The deeper I look into Hannah Arendt’s biography, surprisingly, the bigger similarity I see in the recent human tragedies taking place in Turkey and in other parts of the World. I have the strong feeling that many of you, who have already known Arendt and/or read Eichmann in Jerusalem: A Report on the Banality of Evil may appreciate what I mean about similarities. In brief, the history is repeating itself. Sad, but it is true.
Eichmann in Jerusalem: A Report on the Banality of Evil
Otto Adolf Eichmann was a German Nazi SS- Lieutenant Colonel and one of the major organizers of the Holocaust. He was tasked with facilitating and managing the logistics involved in the mass deportation of Jews to ghettos and extermination camps in Nazi-occupied Eastern Europe during the World War II. Some survivors of the Holocaust committed themselves to finding Adolf Eichmann and other Nazis, and among them was Jewish Nazi hunter Simon Wiesenthal. Wiesenthal learned from a letter shown to him in 1953 that Adolf Eichmann had been seen in Buenos Aires, Argentina, and he passed along that information to the Israeli consulate in Vienna in 1954. Eichmann’s father died in 1960, and Wiesenthal arranged for private detectives to secretly photograph members of his family. Eichmann’s brother Otto was said to bear a strong family resemblance and there were no current photos of the fugitive. He provided these photographs to Mossad agents on 18 February 1960.
Argentina had a history of turning down extradition requests for the Nazi criminals, so Israeli Prime Minister –then- David Ben-Gurion decided that Eichmann should be captured rather than extradited and brought to Israel for trial. On 11 May 1960, the Mossad, Israel’s intelligence service, captured Eichmann in Argentina and brought him to Israel. He was found guilty of war crimes in a widely publicised trial in Israel and was hanged in 1962. Hannah Arendt followed the trial for The New Yorker and published her book entitled “Eichmann in Jerusalem: A Report on the Banality of Evil”.
When Adolf Eichmann was brought to trial in Jerusalem in 1961, the eyes of the world were on the courtroom, because of the drama of his kidnaping, the bitter controversies over the jurisdiction, the scope and solemnity of trial and its racial and political undercurrents. Hannah Arendt used all these materials and came up with one of the most controversial books. She wanted to shed a light over a number of questions. For what was Eichmann being tried? Under what law? By what precedent?
In answering these questions, Hannah Arendt brought unmatched qualifications. Her knowledge of German and Germans enabled her to penetrate beneath the surface to the subterranean forces that shaped the trial. Her command of philosophy and politics as well as her study of the Nuremberg trials and the successor ones made it possible for her to isolate the points of international laws and human justice raised in Jerusalem.
Hannah Arendt thought Eichmann appeared to have an ordinary personality, displaying neither guilt nor hatred. Arendt also wrote, “this case was built on what the Jews had suffered, not on what Eichmann had done”.
“Act in a such way that the Führer, if he knew your action, would approve it”

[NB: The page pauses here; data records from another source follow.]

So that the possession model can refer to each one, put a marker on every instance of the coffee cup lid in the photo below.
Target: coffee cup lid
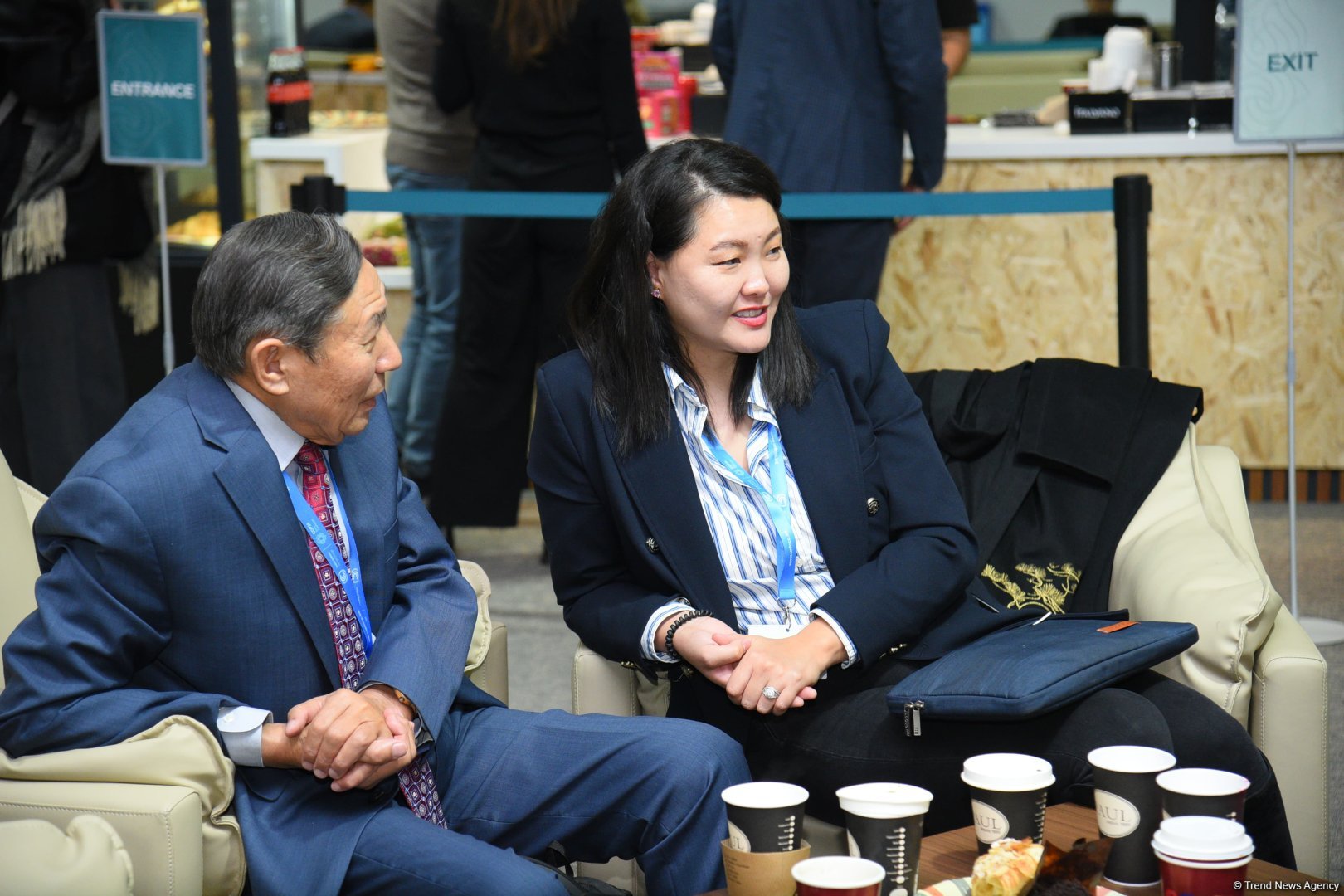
(882, 800)
(1010, 772)
(839, 871)
(1202, 837)
(1203, 782)
(1132, 759)
(765, 794)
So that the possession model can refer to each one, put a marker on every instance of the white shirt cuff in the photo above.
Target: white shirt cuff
(849, 645)
(650, 650)
(241, 731)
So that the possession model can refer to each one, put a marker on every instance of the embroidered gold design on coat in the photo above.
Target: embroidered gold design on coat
(1050, 586)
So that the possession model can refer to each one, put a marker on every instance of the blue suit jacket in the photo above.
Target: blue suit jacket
(177, 579)
(628, 533)
(824, 90)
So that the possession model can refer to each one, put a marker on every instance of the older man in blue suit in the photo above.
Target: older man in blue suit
(825, 95)
(242, 550)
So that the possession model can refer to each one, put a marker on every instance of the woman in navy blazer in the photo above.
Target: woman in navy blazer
(698, 406)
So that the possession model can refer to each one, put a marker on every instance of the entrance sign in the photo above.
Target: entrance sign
(1289, 71)
(152, 75)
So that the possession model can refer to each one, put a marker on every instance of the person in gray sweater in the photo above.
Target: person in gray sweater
(426, 149)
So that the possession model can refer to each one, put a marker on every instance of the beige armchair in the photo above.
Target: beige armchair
(158, 802)
(1187, 555)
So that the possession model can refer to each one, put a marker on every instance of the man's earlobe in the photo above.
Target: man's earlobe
(266, 366)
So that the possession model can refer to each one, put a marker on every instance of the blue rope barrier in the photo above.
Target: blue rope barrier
(796, 206)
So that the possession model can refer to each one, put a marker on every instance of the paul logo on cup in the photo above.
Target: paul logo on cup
(1007, 796)
(1203, 791)
(1202, 856)
(1127, 807)
(884, 824)
(839, 876)
(765, 816)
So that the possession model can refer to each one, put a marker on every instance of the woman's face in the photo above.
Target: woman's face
(723, 286)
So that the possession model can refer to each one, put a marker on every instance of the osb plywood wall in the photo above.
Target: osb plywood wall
(991, 292)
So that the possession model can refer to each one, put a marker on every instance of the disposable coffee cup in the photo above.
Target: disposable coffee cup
(839, 876)
(884, 824)
(1203, 791)
(1202, 856)
(1007, 796)
(761, 874)
(765, 816)
(1129, 809)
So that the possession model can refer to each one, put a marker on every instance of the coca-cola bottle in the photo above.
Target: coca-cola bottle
(290, 93)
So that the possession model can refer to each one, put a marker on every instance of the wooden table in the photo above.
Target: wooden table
(952, 853)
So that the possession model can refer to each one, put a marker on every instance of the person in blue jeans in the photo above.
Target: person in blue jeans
(426, 149)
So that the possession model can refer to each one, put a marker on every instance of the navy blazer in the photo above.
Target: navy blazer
(178, 581)
(824, 91)
(628, 533)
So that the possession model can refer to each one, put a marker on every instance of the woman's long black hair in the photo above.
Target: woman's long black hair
(626, 334)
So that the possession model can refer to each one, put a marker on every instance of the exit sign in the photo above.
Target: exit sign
(1289, 71)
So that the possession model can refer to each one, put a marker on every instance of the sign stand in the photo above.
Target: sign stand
(1320, 631)
(169, 349)
(152, 82)
(1289, 66)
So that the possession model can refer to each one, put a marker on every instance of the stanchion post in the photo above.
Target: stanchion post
(1133, 203)
(318, 192)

One of the key features of this book is that in presenting, the points raised either by prosecutors, defendant (Eichmann) and/or by judges, Arendt provides her readers with very rich and deep philosophical observations, cross examinations, and analysis. Let me bring one of the examples from the book. Arendt discussed Eichmann’s statement when he stated himself in the court that he had always tried to abide by Immanuel Kant’s categorical imperative (pp. 135–137). She argues that Eichmann had essentially taken the wrong lesson from Kant: Eichmann had not recognized the “golden rule” and principle of reciprocity implicit in the categorical imperative but had understood only the concept of one man’s actions coinciding with general law. Eichmann attempted to follow the spirit of the laws he carried out, as if the legislator himself would approve (“Act in a such way that the Führer, if he knew your action, would approve it”). In Kant’s formulation of the categorical imperative, the legislator is the moral self, and all men are legislators; in Eichmann’s formulation, the legislator was Hitler. Eichmann claimed this changed when he was charged with carrying out the Final Solution, at which point Arendt claims “he had ceased to live according to Kantian principles, that he had known it, and that he had consoled himself with the thoughts that he no longer ‘was master of his own deeds,’ that he was unable ‘to change anything'” (p. 136).

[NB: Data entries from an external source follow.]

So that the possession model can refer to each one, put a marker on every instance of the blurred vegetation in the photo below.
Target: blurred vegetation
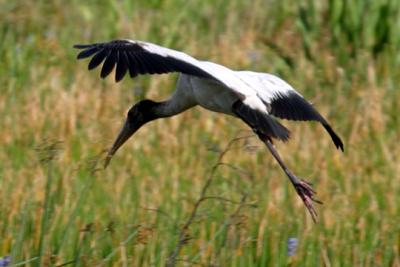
(59, 208)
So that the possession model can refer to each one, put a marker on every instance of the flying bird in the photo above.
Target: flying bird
(255, 98)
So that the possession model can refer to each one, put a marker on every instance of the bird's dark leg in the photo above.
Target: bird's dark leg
(303, 188)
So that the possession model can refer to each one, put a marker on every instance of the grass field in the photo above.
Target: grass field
(58, 207)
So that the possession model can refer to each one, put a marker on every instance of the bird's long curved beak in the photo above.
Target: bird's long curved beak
(128, 129)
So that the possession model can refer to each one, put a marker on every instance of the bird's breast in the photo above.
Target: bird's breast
(212, 95)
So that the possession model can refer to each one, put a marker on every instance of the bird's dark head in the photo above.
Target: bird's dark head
(138, 115)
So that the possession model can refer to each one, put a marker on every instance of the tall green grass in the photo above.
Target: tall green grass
(58, 207)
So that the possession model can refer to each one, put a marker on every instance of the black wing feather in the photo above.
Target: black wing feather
(292, 106)
(87, 52)
(109, 63)
(98, 58)
(132, 56)
(122, 66)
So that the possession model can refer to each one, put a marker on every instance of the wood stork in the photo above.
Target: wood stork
(255, 98)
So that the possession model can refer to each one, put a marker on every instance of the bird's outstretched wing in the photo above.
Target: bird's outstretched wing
(284, 102)
(137, 57)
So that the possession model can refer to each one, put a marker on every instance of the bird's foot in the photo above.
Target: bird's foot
(307, 194)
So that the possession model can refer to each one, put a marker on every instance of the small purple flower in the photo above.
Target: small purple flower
(5, 261)
(292, 246)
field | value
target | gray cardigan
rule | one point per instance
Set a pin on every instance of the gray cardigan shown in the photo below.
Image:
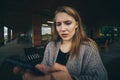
(88, 67)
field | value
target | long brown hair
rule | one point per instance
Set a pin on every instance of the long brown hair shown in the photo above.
(79, 36)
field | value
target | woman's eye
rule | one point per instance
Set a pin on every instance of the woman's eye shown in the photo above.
(67, 23)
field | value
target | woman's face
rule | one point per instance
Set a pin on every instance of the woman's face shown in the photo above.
(65, 26)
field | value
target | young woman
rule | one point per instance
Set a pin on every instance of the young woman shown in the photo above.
(71, 55)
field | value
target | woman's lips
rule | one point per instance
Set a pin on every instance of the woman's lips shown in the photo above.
(64, 35)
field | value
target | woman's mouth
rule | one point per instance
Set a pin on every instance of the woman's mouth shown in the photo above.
(64, 35)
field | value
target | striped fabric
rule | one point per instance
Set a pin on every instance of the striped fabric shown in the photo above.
(88, 67)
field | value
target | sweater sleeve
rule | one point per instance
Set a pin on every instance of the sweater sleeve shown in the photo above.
(46, 56)
(92, 66)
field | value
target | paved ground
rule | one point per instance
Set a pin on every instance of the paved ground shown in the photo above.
(111, 59)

The other observation from the book is about Eichmann’s personal traits. According to the book, despite his claims, Eichmann was not, in fact, very intelligent. As Arendt details in the book’s second chapter, Eichmann was unable to complete either high school or vocational training, and only found his first significant job (traveling salesman for the Vacuum Oil Company) through family connections. Arendt noted that, during both his SS career and Jerusalem trial, Eichmann tried to cover up his lack of skills and education, and even “blushed” when these facts became known.
Arendt concludes on Eichmann’s personality bay saying that “Despite all the efforts of the prosecution, everybody could see that this man was not a “monster,” but it was difficult indeed not to suspect that he was a clown. And since this suspicion would have been fatal to the entire enterprise [his trial], and was also rather hard to sustain in view of the sufferings he and his like had caused to millions of people, his worst clowneries were hardly noticed and almost never reported (p. 55)”.

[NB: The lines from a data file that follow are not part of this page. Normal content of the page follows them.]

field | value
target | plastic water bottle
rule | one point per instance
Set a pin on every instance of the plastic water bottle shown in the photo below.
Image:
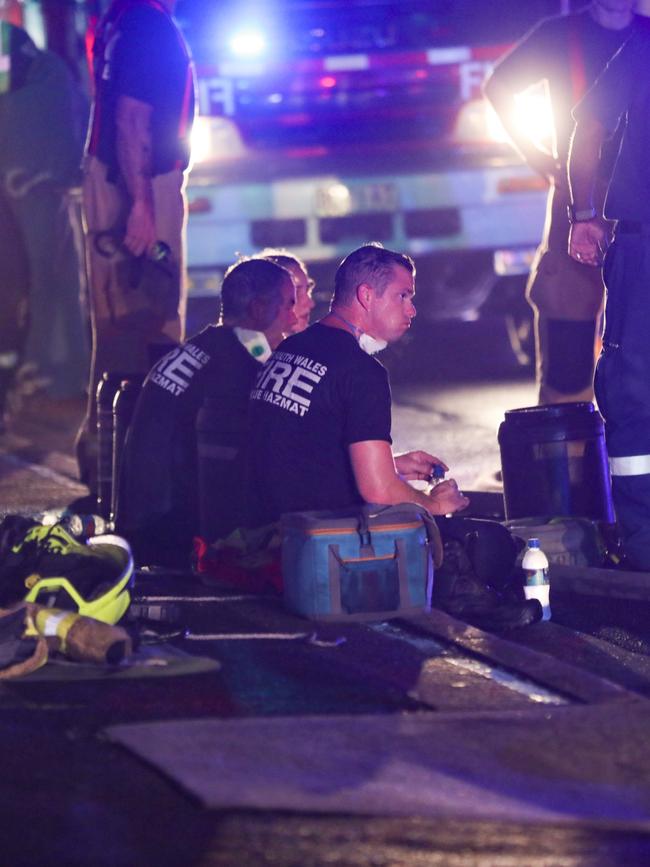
(537, 586)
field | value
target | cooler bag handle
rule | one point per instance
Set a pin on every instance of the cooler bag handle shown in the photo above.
(433, 533)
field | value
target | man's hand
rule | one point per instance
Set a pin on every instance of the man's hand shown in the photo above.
(446, 498)
(140, 229)
(588, 242)
(417, 465)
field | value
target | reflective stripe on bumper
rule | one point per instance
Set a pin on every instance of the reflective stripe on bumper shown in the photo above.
(633, 465)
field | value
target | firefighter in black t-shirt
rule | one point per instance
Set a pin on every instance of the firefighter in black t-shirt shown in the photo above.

Arendt suggests that this most strikingly discredits the idea that the Nazi criminals were manifestly psychopathic and different from “normal” people. Many concluded that situations such as the Holocaust can make even the most ordinary of people commit horrendous crimes with the proper incentives, but Arendt adamantly disagreed with this interpretation, as Eichmann was voluntarily following the Führerprinzip. Arendt insists that moral choice remains even under totalitarianism, and that this choice has political consequences even when the chooser is politically powerless.
There are many passages from the book that I wish I could be able to quote in this review. However, as you may appreciate, it is rather not possible. What possible is that, for those who are interested in, “Eichmann in Jerusalem: A Report on the Banality of Evil” is available in bookshelves and (e-) libraries waiting for its readers.
I had a privilege of reading the printed version from 1964. It gave me a unique feeling when I held early printed version of the book. I hope you would also enjoy reading a brilliant and disturbing study of the character and trial of Adolf Eichmann.